If that were to happen, you can only imagine the shift in perception, and the pressure that would be firmly loaded onto the players' shoulders for the remainder of the campaign.
And that's why the upcoming triple-header is not only the biggest task yet in the incumbent title race, but perhaps the most substantial they have faced as a group.
I can hear the scoffing already; yes, returning from the dead to conquer Barcelona was unimaginably massive. But regardless of all the revisionist history that has since been written about how those at Anfield that night 'sensed' something was going to happen, let's be real - no-one really expected Liverpool to make the final with 90 minutes remaining of that semi-final tie. The pressure was off, the gauntlet was laid, and minus two crucially important players, they achieved something remarkable.
But, in the bitter North London cold tomorrow afternoon, ask Divock Origi, Gini Wijnaldum, Virgil van Dijk or any of the Liverpool players who played their part that night.
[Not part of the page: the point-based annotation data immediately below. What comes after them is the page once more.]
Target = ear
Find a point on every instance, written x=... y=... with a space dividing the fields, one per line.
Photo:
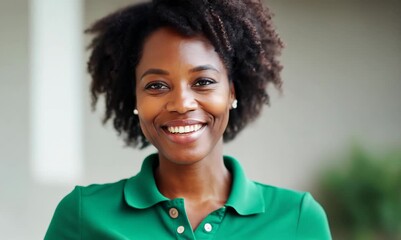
x=232 y=92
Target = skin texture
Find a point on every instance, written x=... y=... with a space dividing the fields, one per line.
x=181 y=81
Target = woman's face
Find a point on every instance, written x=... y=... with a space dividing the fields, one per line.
x=183 y=96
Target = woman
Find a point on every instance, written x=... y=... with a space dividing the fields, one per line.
x=185 y=76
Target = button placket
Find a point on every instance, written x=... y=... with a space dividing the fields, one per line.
x=208 y=227
x=173 y=212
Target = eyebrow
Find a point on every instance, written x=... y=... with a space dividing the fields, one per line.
x=203 y=68
x=155 y=71
x=158 y=71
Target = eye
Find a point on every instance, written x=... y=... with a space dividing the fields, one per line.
x=204 y=82
x=154 y=86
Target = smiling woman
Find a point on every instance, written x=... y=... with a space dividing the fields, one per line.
x=185 y=76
They would each tell you that three wins from their next three matches would match that epoch-making feat, if not surpass it.
Hell, if you offered them two, they would bite off not only your hand, but your entire limb just to be safe.
If Liverpool come through this run of three games - and their fixture in hand with West Ham which lies in wait just six days removed - with their current lead intact, or even largely undented, then we can probably start preparing the victory parade.
But before we can afford to take stock and even begin to consider that, there is much left to do, and plenty of points to fight for.
Such has been Liverpool's so-far unyielding dominance and the perceived foregone conclusion that they will win every single game, that few have looked at the weeks ahead as defining in their race to finally win a Premier League title.
There is a nail left to drive into the relentless coffin of Manchester City yet, however. Liverpool are more than capable of the task - but make no mistake, it will take another almighty swing of the hammer.